Other People’s Pictures
2013
Did you notice America?
Its a failing to miss America when its plastered upon the edge of the globes front. Like a universal logo print, branding the globe as theirs, their land as the free and their land as the best, their inability to hold the worlds attention possitively arises an interesting modern challenge within societal issues today.
Its no mystery that we are aware of America’s America with the way media has been portrayed and branded to us and much like Photography and its ability to attempt to show, a mirage of photographers have ventured out into the idolized space to gain their own depiction. When I was 23 this was a question I had. An essay of influence was upon my thinking, and a metaphor arised. For every American photo project, a layer of influence was presented to us all, and upon this representation we created our new view. This “new” concept is undeniably impossible to understand because new doesn’t exist within the realm of individualism and creative newness.
The metaphor I claimed to have back in 2013 was that every venture to discover America dilutes it, a lot like the concept of freshly squeezed orange juice. The first venture was ground breaking, and the next slightly less and less and less to the point where we are at high juice, still strong but diluted and its become something else. And then it continues and is represented more and more to the point of unrecognizanble qualities. What is left, a very weak squash that doesn’t appear to do the job in the way we would have first intended or wanted to. Every photographer has wanted to make their mark on American photographic history, but are just reproducing?
Other People’s Pictures was born from this sensation. I went to America, and photographed influence.
Below is the initial text I wrote back in 2013, for reference of change after 10 years:
Following notions of duplication, this essay goes some way into delving into our obsession with America from the direct influence of photography. A medium that offers segments of reality, caught within the confined view of the viewfinder. As John Szarkowski stated in the infamous introduction to William Eggleston and William Eggleston's Guide, the accompanying catalog to the controversial show in MOMA, 1976.
“The world now contains more photographs than bricks, and they are, astonishingly all different. Even the most servile of photographers has not yet managed to duplicate exactly an earlier work by a great and revered master.”
John Szarkowski, William Eggleston’s Guide, 1976
To look past the previous visitors that graced America with their vision, their intimate reflection of experience becomes the biggest hurdle when tackling current America. But duplication is impossible, no matter how accurate the photographer may be to the original material. There are notions of time and place, people that no longer exist in that current physical state, people no longer living. The complete duplication is out of our reach, but traces of influence inevitably rub off on aspiring photographers looking through the library of American photographic history. It plants a seed in the mind of the aspiring, to see what they saw, to understand what they understood. In a place that despite its evolution as a country still hangs onto the ‘golden’ ideal that photography unknowingly nurtured. It is now up to the second generation, left to triumph the previous masters and that feet can become near impossible, considering on our reasoning for seeing America in the first place. To idealize a country before you have seen it, to look at it through the eyes of another before through your own, can begin to affect the way you look at it when you finally get there.
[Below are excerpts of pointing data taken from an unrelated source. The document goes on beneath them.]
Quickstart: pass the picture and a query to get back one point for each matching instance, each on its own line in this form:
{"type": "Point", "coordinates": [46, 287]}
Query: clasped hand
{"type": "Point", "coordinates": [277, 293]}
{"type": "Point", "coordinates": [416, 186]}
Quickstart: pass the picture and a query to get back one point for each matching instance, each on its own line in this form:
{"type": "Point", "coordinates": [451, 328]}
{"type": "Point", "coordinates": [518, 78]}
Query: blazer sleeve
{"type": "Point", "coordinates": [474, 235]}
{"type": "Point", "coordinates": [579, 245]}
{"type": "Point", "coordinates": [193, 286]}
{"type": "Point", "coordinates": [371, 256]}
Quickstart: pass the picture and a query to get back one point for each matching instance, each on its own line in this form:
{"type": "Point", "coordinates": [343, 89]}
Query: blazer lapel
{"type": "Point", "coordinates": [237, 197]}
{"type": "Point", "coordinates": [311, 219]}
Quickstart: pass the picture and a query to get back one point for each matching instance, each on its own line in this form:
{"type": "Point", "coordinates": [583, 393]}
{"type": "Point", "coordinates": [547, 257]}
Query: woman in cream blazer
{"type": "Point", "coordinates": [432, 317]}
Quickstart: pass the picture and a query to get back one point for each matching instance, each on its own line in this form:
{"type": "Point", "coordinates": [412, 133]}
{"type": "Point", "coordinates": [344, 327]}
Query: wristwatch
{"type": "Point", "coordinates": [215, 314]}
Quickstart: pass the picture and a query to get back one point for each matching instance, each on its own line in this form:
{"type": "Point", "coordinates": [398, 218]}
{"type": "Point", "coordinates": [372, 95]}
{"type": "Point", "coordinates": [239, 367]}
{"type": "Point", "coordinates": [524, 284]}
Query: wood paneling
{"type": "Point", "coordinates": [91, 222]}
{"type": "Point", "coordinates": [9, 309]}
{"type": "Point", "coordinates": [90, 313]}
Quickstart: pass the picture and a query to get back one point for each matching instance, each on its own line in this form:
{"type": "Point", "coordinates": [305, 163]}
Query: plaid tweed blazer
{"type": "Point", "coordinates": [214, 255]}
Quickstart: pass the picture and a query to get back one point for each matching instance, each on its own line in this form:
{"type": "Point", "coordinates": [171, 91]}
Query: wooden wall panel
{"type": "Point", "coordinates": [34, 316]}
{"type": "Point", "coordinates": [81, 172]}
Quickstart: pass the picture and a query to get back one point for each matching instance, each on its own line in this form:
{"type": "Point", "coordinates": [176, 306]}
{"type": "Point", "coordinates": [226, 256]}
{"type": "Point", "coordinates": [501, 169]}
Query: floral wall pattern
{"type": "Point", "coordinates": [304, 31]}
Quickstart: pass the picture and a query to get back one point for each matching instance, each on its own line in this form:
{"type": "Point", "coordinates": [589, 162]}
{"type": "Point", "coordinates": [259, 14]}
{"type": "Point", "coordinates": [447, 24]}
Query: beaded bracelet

In anticipation, Other people’s pictures aims to address this exact issue/process, something we are not guilty of but merely slipped into without knowing. In a place obsessed with its own commodities and make up as a country, it begins to feel like an outdated playground, as we are chasing the pictures of the 1970s, when undiscovered America lay under fresh sheets. But of course this is not entirely the case. This is our personal reference point, when the documentation of America had not started through the work of photographers, but through the words of Alexis De Tocqueville, in the proclaimed journal Democracy in America, published in 1838.
America's visual infatuation, aesthetically before its contextual importance is what might intrigue us initially. A country built on the promise of a dream and photographic projects mimic these ideals in numerous ways. If we look at the work of Alec Soth and Paul Graham, their work is tied to the notion of fleeting possibilities, with projects like Niagara, Broken Manual to Paul Grahams A Shimmer of Possibility and American Night. The music of Bruce Springsteen, Nebraska specifically deals with notions of personal experience matched with the jovial melody that mirrors America’s personal ambition and greatness.
The visual prowess of American projects invites us to become excited at the mere thought of uncovering new land, merely for us as wised up photographic graduates. Its vast size entices us in, matched with the charisma of the people occupying the land presenting a unique possibility to uncover the already covered. Photography has spent so much time in America, it has taken up a majority of photography's history in the bid to understand and represent its current state at a particular time periods.
The series of pictures in this photo-essay match up the influence of people before us, and how they affected our initial viewing of America. As young, fleeting individuals, we feel nothing more exciting than the prospect of seeing the great land for ourselves, but importantly seeing the great photographs we are so familiar with. For influence is inescapable and its impact upon us has left us chasing the first hurdle, before originality can unfold. These photographs are an attempt to overturn the first hurdle, surpassing my initial inspection to one day see a country I have known through pictures, music and films without adoration and instead through more original eyes. Thus allowing the response without seeing and recording other people’s pictures, revealing my own reactions in an attempt to work out what it is all about. For as a country, it has held my attention, so much so it is the land of photographic opportunity. For one day to lodge a bid into America’s vast photographic history, a history that runs parallel to America, occasionally crossing paths with America’s current occurrences, eventually providing history in both a historical and photographic context.
“Original photographers enlarge this shared sense of possibilities by discovering new patterns of facts that will serve as metaphors for their intentions.”